About Montsouris
By Léo Ortuno
By Léo Ortuno
It’s difficult not to be charmed by Montsouris, an autumnal film in which two characters awkwardly try to make a documentary about a park. The event occurs as they’re looking for the mundane, and a first comic duo is followed by a second, equally farcical, one. With a masterful sequence shot and an unexpected reflexive epilogue, Guil Sela reveals his obvious mastery as a filmmaker in this gracefully modest film.
The Comic and the Mundane
“One day in Naples, my camera was stolen. Five minutes later I was with a couple of police officers. One of their phones rang and it was the main title theme of Game of Thrones. The situation was so far-fetched that I couldn’t help but laugh. Everything is like this. Life is full of those small logistical aggravations that upend any moment. For me, comedy is born in the ruthless retranscription of life’s little ironies.

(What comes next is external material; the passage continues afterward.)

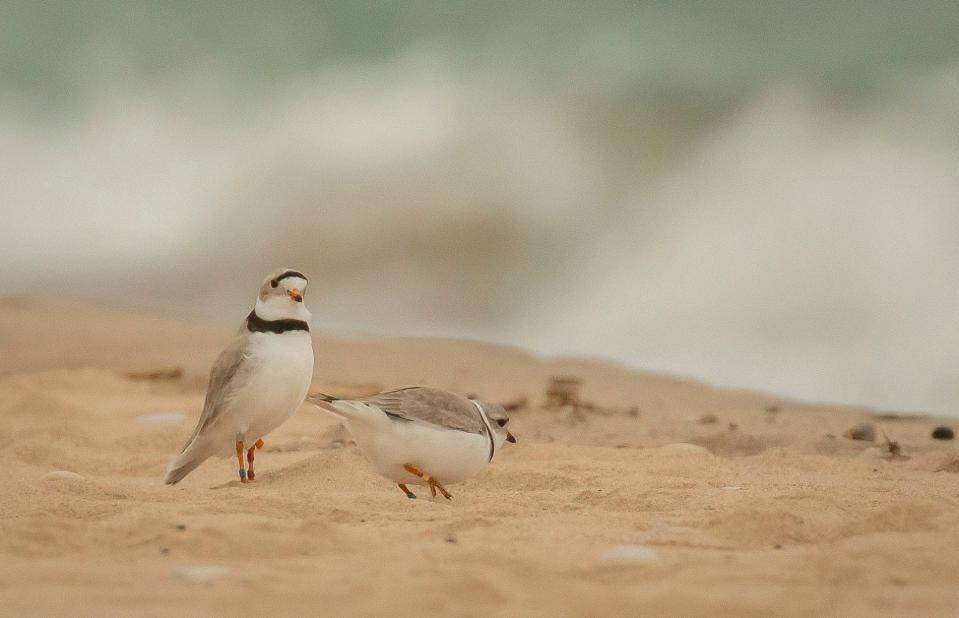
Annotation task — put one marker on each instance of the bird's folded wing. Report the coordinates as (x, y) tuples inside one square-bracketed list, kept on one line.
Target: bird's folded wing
[(229, 374), (430, 405)]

I also wanted to dedicate this film to my grandfather. He was a Holocaust survivor and managed to become an extremely witty person. He was a keen observer, interested in homo sapiens, and he kept a notebook in which he would jot down all the coincidences he happened to witness. Much like the film, it’s an ode to drivel, if you will. And maybe, if you pay attention to the little everyday things, to the mundane and coincidences, you end up addressing larger issues.”
“We film. Period.”
“Once you’ve shot something, you’ve captured an event, what are you supposed to do with the footage? Is our role merely to show what is there, or to say what we think one way or another? In other words: to judge. This question weighs on my mind. I know that society progresses and demands that artists be politically engaged. I do take part in current struggles, however, as a director, I have a hard time telling myself that I must map these ideas before filming. I believe it would result in a pastiche or an advert. Actually, the directors I admire don’t judge. One of the duos in the film shows you parts of that issue, and two possible answers. I couldn’t decide, but Montsouris shows this inner strife.”
Quick and easy
“This is the quickest, cheapest film that I have made. I was tired of waiting for funding for my projects and I had some 16mm film left from a shoot. I wanted to make a film with a sequence shot and two people who witnessed something. I didn’t know what that something would be yet, and that became the start of the film, showing that hesitation.
Then, everything happened very fast, the idea for Montsouris came to me late August last year and in November I’d finished editing. It was as if I remembered that being a director was first and foremost going out with a small camera and filming things.”